À l’approche du marathon de Paris 2026, une question fascinante se pose : comment le cerveau réagit-il lors de longues épreuves d’endurance ? Un récent travail du neuroscientifique Carlos Matute, qui est également marathonien, met en lumière un phénomène remarquable : lorsque les réserves de glucose s’épuisent, notre cerveau puise dans ses propres graisses.
EN BREF
- Le cerveau utilise la myéline comme source d’énergie lors des marathons.
- Cette adaptation est temporaire et réversible.
- Un sommeil de qualité et une bonne alimentation favorisent la récupération.
Le cerveau humain, bien qu’il ne représente que 2 % de notre poids corporel, consomme près de 20 % de notre énergie quotidienne. Lors d’un marathon, particulièrement après avoir franchi le fameux « mur des 30 kilomètres », les coureurs subissent une panne énergétique significative. Pour contrer cette fatigue, le système nerveux active une réponse métabolique surprenante.

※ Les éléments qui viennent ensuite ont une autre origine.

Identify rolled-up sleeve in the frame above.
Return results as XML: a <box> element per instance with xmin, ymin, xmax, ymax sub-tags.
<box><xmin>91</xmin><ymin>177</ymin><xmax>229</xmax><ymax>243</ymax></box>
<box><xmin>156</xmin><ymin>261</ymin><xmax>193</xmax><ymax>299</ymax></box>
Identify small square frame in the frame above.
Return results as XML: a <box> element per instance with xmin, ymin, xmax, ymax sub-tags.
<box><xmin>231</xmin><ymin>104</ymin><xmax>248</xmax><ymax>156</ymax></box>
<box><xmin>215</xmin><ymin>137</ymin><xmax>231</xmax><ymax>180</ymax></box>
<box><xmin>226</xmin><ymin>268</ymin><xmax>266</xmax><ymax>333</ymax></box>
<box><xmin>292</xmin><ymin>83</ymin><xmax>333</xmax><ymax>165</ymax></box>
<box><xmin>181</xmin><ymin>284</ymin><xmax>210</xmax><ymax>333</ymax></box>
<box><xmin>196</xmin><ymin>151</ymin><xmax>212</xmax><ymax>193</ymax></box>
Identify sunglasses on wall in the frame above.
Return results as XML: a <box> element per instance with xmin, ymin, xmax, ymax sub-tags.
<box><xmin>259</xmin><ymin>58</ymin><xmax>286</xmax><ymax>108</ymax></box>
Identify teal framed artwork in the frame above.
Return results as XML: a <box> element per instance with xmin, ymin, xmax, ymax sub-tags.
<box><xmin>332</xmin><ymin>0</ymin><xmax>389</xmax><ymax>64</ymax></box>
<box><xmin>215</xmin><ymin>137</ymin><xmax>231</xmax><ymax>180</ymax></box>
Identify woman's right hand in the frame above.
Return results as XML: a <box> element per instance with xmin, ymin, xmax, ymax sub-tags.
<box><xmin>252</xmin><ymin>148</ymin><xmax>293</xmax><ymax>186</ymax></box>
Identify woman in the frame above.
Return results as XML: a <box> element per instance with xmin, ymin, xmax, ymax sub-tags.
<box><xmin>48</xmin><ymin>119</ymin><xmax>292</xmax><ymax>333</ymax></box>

En cas d’effort prolongé, les réserves de glycogène dans le foie et les muscles s’épuisent. Pour éviter une défaillance, le cerveau se tourne alors vers la myéline, cette gaine protectrice qui entoure les neurones et qui est composée à 70 % de graisses. Cette myéline devient alors un réservoir énergétique, permettant de maintenir les fonctions motrices et l’équilibre du corps.
Ce phénomène, spécifique aux efforts longs, ne concerne pas les coureurs de 10 kilomètres ou de semi-marathon, dont l’intensité d’effort ne vide pas complètement les réserves de glucose. Des études par imagerie par résonance magnétique (IRM) ont révélé une diminution de la fraction d’eau myélinique chez les sportifs avant et après une course, indiquant une consommation ciblée de graisses cérébrales.
Les chercheurs ont observé un amincissement de la myéline dans douze régions clés du cerveau, incluant le cortex moteur et le corps calleux, qui sont cruciaux pour la coordination et la communication entre les hémisphères cérébraux. Cette dégradation temporaire constitue une stratégie d’adaptation efficace, permettant aux coureurs de rester conscients et coordonnés, même sous un stress énergétique intense.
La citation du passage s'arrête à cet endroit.